A FESTA
Jailson Santos
Amanheceu no
Conjunto dos Pássaros. Jeff vai à casa de seus amigos anunciar o espetáculo de
uma banda que estava em ascensão entre os jovens. Talles, João e André, três
primos, adoraram a programação e logo trataram de sair de casa para combinar
como seria a noite entre os quatro. Sábado, o dia ensolarado, bom para sair,
nenhum sinal de chuva. Reuniram-se na frente do prédio Cerejeira, ponto de
encontro de todos que moravam na Rua B do Conjunto e começaram a discutir como fariam
para chegar até o local da apresentação das bandas. Fizeram também o cálculo de
quanto gastariam e de quanto tinham no bolso.
Talles não tinha
dinheiro, mas prometeu pedir cinco reais ao pai; João tinha uma reserva de dez;
Jeff com sete e André tinha um pouco mais que dez. Fizeram o cálculo
assessorado por Talles que estudava engenharia. Com o dinheiro, trataram logo
de comprar dois litros de conhaque e algumas carteiras de cigarro. Só Talles
fumava com freqüência, João e Jeff ainda não eram fumantes assumidos porque
dedicavam seu tempo à musculação; André fumava pouco, mas quando bebia... Era
uma verdadeira chaminé.
Foram ao
depósito de bebidas com o pouco dinheiro que tinham para passar a noite bebendo
e fumando. Andaram até a Estrada do Macaco onde já eram clientes fiés pela
compra de conhaque. Empolgados e conversando durante a caminhada, Talles falava
sobre o Cordel.

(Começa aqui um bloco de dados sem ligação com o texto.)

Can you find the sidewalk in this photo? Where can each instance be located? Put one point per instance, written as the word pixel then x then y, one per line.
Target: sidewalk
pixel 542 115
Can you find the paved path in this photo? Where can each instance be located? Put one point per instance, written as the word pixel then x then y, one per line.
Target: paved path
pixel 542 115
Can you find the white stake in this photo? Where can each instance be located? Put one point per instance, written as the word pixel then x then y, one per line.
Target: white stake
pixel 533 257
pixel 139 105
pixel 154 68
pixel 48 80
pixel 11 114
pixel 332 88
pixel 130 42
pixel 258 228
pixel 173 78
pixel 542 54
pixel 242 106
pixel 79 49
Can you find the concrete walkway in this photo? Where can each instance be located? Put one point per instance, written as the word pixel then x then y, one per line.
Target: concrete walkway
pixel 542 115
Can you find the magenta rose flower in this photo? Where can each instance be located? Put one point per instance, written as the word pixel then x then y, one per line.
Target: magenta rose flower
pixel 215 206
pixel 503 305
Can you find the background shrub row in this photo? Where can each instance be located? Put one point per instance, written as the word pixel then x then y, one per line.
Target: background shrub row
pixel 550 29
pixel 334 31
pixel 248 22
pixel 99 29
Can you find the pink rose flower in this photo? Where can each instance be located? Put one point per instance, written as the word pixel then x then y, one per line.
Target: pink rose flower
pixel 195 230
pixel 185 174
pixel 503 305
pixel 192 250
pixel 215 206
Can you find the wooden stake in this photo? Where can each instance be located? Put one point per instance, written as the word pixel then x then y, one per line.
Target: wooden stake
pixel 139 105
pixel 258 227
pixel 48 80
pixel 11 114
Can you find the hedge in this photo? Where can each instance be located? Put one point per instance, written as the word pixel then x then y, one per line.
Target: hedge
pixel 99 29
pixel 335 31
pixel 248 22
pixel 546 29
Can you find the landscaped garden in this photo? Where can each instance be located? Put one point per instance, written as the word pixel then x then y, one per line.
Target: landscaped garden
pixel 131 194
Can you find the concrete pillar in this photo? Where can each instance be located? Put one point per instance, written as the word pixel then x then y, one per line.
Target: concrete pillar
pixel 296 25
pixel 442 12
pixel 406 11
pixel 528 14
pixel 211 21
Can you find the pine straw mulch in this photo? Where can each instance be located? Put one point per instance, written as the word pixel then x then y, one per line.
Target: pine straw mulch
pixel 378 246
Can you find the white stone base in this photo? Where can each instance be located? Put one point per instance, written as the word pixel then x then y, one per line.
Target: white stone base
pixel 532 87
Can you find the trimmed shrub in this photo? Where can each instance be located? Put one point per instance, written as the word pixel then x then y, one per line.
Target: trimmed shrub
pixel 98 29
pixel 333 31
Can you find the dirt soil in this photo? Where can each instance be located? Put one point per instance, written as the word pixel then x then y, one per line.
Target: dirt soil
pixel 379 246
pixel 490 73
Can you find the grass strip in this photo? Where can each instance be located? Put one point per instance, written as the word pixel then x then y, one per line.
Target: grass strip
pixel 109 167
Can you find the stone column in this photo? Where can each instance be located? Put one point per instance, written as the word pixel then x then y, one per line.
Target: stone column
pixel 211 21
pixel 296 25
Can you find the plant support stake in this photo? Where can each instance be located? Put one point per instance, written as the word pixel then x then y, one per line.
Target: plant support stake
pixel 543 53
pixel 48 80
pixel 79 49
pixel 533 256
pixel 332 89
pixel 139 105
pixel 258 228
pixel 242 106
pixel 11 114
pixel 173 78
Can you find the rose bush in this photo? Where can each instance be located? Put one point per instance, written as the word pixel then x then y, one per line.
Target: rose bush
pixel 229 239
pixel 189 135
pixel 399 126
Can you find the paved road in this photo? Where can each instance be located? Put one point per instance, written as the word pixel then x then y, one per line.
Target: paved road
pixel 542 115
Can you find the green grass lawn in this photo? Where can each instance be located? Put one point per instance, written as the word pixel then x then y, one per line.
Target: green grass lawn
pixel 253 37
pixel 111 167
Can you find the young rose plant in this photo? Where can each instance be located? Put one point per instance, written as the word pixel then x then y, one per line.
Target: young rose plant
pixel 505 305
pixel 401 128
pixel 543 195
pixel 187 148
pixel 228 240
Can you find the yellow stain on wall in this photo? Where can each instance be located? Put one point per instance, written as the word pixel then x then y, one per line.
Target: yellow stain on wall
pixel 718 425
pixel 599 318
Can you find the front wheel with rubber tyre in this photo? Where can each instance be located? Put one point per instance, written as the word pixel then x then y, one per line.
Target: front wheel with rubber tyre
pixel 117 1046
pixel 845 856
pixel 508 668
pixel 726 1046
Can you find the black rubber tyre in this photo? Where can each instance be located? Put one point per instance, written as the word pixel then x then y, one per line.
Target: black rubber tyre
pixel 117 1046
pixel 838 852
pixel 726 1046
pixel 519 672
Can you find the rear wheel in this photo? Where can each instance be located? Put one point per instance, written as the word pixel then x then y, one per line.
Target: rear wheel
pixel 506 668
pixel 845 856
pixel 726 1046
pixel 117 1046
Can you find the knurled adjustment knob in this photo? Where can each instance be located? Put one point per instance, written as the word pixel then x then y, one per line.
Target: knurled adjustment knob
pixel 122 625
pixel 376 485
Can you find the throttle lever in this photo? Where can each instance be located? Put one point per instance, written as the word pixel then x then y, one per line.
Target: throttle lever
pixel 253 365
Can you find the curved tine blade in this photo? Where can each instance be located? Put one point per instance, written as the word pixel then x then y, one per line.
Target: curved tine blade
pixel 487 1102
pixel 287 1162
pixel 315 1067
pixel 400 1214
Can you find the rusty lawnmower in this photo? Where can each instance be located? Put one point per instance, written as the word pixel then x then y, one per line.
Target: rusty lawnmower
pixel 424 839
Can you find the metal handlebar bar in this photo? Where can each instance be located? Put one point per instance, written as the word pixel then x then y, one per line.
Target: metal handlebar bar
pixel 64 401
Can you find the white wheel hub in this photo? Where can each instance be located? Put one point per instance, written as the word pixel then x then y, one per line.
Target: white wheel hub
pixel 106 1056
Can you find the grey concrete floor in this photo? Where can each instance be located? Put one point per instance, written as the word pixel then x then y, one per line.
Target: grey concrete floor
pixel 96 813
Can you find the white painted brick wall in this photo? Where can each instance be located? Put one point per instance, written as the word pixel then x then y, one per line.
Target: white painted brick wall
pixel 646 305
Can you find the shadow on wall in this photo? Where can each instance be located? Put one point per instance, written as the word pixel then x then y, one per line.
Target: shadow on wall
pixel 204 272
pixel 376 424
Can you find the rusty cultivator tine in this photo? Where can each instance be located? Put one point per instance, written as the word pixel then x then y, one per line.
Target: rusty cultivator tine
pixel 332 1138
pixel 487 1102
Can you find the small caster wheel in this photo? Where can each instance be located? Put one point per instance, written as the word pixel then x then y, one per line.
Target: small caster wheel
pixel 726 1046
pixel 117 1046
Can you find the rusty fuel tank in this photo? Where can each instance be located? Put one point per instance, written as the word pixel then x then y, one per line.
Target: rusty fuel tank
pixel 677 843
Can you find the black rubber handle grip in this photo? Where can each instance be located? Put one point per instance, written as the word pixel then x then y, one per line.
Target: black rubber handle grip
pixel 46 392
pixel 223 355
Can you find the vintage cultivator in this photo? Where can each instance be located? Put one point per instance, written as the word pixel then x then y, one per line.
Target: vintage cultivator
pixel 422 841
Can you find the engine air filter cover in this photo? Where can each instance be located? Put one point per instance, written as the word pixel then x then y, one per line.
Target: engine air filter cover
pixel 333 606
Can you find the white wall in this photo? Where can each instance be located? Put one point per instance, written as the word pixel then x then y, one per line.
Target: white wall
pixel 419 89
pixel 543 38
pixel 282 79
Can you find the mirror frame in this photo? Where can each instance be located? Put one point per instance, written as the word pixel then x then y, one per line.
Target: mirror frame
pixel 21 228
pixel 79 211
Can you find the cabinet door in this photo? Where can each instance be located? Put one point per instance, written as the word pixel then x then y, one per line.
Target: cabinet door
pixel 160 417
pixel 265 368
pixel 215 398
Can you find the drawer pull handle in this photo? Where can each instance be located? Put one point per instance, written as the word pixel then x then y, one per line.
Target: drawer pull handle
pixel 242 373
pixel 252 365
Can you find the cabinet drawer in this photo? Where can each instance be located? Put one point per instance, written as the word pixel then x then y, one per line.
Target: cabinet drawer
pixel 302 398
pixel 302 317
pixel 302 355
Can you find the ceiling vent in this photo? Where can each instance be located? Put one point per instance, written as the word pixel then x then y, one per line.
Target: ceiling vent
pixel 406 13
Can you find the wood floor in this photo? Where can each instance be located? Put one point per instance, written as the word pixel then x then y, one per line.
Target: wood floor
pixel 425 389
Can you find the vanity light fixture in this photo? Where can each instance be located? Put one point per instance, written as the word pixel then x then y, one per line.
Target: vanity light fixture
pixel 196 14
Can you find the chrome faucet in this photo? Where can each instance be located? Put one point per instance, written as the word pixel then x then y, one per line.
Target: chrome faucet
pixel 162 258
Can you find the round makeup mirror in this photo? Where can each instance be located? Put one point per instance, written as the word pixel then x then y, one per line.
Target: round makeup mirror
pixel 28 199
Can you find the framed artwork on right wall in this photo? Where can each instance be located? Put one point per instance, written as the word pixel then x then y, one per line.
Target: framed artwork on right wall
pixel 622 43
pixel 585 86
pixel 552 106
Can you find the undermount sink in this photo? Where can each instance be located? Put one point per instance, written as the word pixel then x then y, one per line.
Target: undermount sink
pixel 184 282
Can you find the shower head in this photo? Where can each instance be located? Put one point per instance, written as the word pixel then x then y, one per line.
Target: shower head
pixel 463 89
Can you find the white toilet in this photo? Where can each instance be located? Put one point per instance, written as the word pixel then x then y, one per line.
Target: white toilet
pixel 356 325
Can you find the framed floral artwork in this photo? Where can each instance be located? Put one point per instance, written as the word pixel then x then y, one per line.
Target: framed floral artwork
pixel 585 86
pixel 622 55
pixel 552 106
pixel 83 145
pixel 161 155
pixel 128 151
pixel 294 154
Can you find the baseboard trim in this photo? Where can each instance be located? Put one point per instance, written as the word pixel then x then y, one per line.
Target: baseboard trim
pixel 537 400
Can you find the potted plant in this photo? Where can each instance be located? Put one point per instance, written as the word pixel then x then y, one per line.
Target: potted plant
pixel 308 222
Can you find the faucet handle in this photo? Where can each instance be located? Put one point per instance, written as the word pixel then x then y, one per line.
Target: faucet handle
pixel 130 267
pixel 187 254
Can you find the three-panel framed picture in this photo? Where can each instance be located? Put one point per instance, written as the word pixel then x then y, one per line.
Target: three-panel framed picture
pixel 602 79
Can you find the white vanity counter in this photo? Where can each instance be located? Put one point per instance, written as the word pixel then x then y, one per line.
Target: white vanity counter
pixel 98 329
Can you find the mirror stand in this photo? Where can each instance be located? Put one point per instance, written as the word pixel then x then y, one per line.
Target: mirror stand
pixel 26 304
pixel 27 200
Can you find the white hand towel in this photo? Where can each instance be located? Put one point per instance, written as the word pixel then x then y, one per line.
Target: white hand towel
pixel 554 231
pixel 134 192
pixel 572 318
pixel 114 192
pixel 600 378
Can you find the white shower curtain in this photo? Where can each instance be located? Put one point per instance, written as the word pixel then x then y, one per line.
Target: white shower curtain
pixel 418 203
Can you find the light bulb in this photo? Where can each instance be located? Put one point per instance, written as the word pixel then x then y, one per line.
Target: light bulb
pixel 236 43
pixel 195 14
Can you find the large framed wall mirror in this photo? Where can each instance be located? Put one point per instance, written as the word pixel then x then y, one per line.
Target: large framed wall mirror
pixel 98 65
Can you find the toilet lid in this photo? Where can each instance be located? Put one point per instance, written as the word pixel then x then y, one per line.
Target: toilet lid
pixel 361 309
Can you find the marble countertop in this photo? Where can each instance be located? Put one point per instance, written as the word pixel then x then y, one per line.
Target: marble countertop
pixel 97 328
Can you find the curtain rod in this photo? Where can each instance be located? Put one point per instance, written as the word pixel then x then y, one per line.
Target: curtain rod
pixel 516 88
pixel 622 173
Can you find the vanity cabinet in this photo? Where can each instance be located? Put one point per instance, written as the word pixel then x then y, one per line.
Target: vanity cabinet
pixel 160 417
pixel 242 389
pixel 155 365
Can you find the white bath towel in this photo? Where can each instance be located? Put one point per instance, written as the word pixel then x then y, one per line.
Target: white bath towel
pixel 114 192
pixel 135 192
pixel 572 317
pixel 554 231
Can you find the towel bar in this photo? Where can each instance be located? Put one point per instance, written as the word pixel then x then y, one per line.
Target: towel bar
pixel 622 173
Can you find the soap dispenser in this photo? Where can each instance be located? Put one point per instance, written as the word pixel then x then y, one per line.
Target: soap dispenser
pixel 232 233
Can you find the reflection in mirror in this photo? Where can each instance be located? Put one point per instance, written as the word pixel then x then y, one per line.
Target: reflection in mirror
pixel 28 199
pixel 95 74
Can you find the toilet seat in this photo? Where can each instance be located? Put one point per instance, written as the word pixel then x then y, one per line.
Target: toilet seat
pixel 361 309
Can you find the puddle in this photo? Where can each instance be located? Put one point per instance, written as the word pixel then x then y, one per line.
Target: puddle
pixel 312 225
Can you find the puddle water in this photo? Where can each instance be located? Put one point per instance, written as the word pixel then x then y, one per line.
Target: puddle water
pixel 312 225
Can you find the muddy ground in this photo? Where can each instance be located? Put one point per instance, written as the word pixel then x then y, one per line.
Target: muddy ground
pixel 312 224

Uma banda que fazia um som diferente com recital de poesias.
– O som da banda
é perfeito, cara. Vai ser muito bom. E outra, só cola gata, a galera
alternativa.
Jeff prestava
atenção e analisava o que estava sendo dito a respeito do público. A festa
seria no Espaço Bazar montado na Calçada bem em frente ao mar. Realmente seria
muito bom. No cais, vista para o mar, apresentação de bandas boas. O que deixou
Jeff pensativo foi o local. Como já estudou na Cidade Baixa, conhecia bem
aquela localidade, muito pivete, mendigo, usuários de drogas e ele se
questionou: Será que realmente vai dar gata?
Bom, esse
questionamento não deixou Jeff perder a empolgação, afinal, seus amigos
elevaram seu bom humor e todos ficaram ansiosos para ir. Voltaram para casa com
os litros de conhaque e quatro carteiras de Hollywood. Pararam novamente na
esquina e continuaram conversando. Voltaram ao assunto do dinheiro, já que a
bebida e o cigarro consumiu uma boa parte da grana. Talles não perdeu a
empolgação e sugeriu ouvir toda a apresentação das bandas, na porta do Bazar,
bebendo conhaque. Todos concordaram, o que não podia se pensar naquele momento
era perder o espetáculo. Jeff empolgadíssimo para curtir o som da banda Scambo,
era fã da banda, estava todo domingo com R$ 1,99, o valor da entrada no anexo
bar do Rio Vermelho.
A prosa durou
quase a manhã inteira na esquina do conjunto. Despediram-se e foram pra casa
almoçar, marcando um novo encontro.
– Vou nessa,
man, até 18 horas pra descer pro show, disse Jeff se despedindo dos amigos.
Impaciente e
inquieto, Jeff passou a tarde ligando para os amigos, empolgado, discutindo,
imaginando como seria aquela noite na porta do espetáculo, bebendo conhaque e
fumando cigarro.
A hora passou e
finalmente os gritos na rua e o toque no interfone. O primeiro a sair foi
Talles, gritando Jeff na porta do prédio, todo arrumado, ao seu estilo, sem
passar o ferro na roupa. Uma bermuda folgada estilo skatista, uma camiseta mal
passada e seu tênis guerreiro; onde fosse, aquele tênis estava no pé. Já com o
cigarro no dedo, dá pressa a Jeff para sair, estava ansioso. Logo depois
aparece João, o mais social, mais tranquilo, com sua calça Jeans colada e uma
camiseta para mostrar os braços fortes de tanta musculação. Junto com ele chega
André, quase 1.95 de altura, desengonçado, mas ainda com a pureza do interior.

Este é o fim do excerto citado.